Несколько часов спустя в комнату заходит отец. Его волосы в беспорядке, а маска сдвинута на макушку.
— Я хочу, чтобы ты прогулялась со мной, Аравия, — говорит он.
Он просит об этом примерно два раза в неделю. И это единственный раз, когда он называет меня по имени. Мне нравится, что он отрешается от своих дневных мечтаний и вспоминает, что у него все еще есть ребенок. Отец надевает пальто и придерживает мое. На мгновение я сжимаю веки, игнорируя последние приступы тошноты, и, наконец, следую за ним.
Как только мы выходим из лифта, к нам спешат стражи принца Просперо, нанятые для защиты моего отца. Общеизвестно, что ученые — наши главные активы. И самое грозное оружие. Разразился своего рода хаос, когда принц открыл завод по массовому производству масок. Никто не знал, как реагировать на это надежду. Люди писали лозунги на стенах зданий. «НАУКА ВОСТОРЖЕСТВОВАЛА». «НАУКА РАЗРУШЕНА». Всегда вместе — второе утверждение, противоречащее первому. Та же самая подтекающая красная краска, использующаяся при рисовании косы на домах зачумленных.
Город — тлеющая кучка мусора, и оставшиеся люди выползают в течение ночи, чтобы оставить сообщения на стенах разрушенных зданий, пока остальные мирно спят или тихо умирают.

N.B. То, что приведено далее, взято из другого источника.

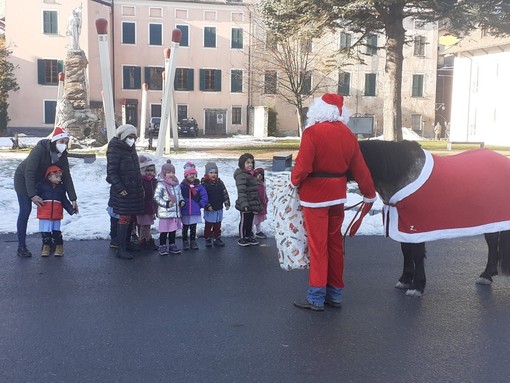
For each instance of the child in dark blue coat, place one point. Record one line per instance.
(195, 197)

— Тут говорится что-то о человеческой натуре, — говорит отец. Но он никогда не обсуждает свою интерпретацию — по крайней мере, не со мной.
— Куда вы собираетесь, доктор Уорт?— спрашивает охранник.
— Я прогуляюсь со своей дочерью,— отвечает он.
— Мы с удовольствием организуем вам сопровождение.
— Всего пару человек. Мы не пойдем далеко.
Мы ждем в фойе пока все соберутся. Фальшивые растения все в пыли. И хуже остальных папоротники.
Первый охранник открывает дверь, и трое остальных выходят, шагая около нас. Они носят короткие мечи вместо пистолетов, готовые защитить отца от любой угрозы, человек то или зверь. Не важно, какие существа скрываются в глухой ночи, в этом городе опасность представляют скорее люди.
— Верфь снова открыта, — тон отца простой, разговорный.
— Неужели? — кто-то, не знающий меня, мог бы интерпретировать мой задыхающийся голос как восхищение.
Когда я была ребенком, а Финн еще жив, мы любили прогуливаться до гавани. Это место тогда было оживленным: толпы матросов, работавшие на кораблях, были настоящим представлением. Ноги отца и сейчас часто ведут его сюда, но я не знаю, может ли он помочь себе сам.
Теперь гавань другая. Мусор беспорядочно разбросан по берегу, почерневшие громадины судов заполняют залив. Толпы людей уничтожили большинство из них. Может быть, Болезнь Плача нам принесли пассажиры, а может, какие-то грызуны, которые прибыли сюда так же на корабле.
В наши дни рыбаки используют другой порт, намного южнее, чтобы избежать разорения.
Я перевожу дыхание. Послеполуденное солнце отражается от белых масок матросов, которыми полон новый пароход.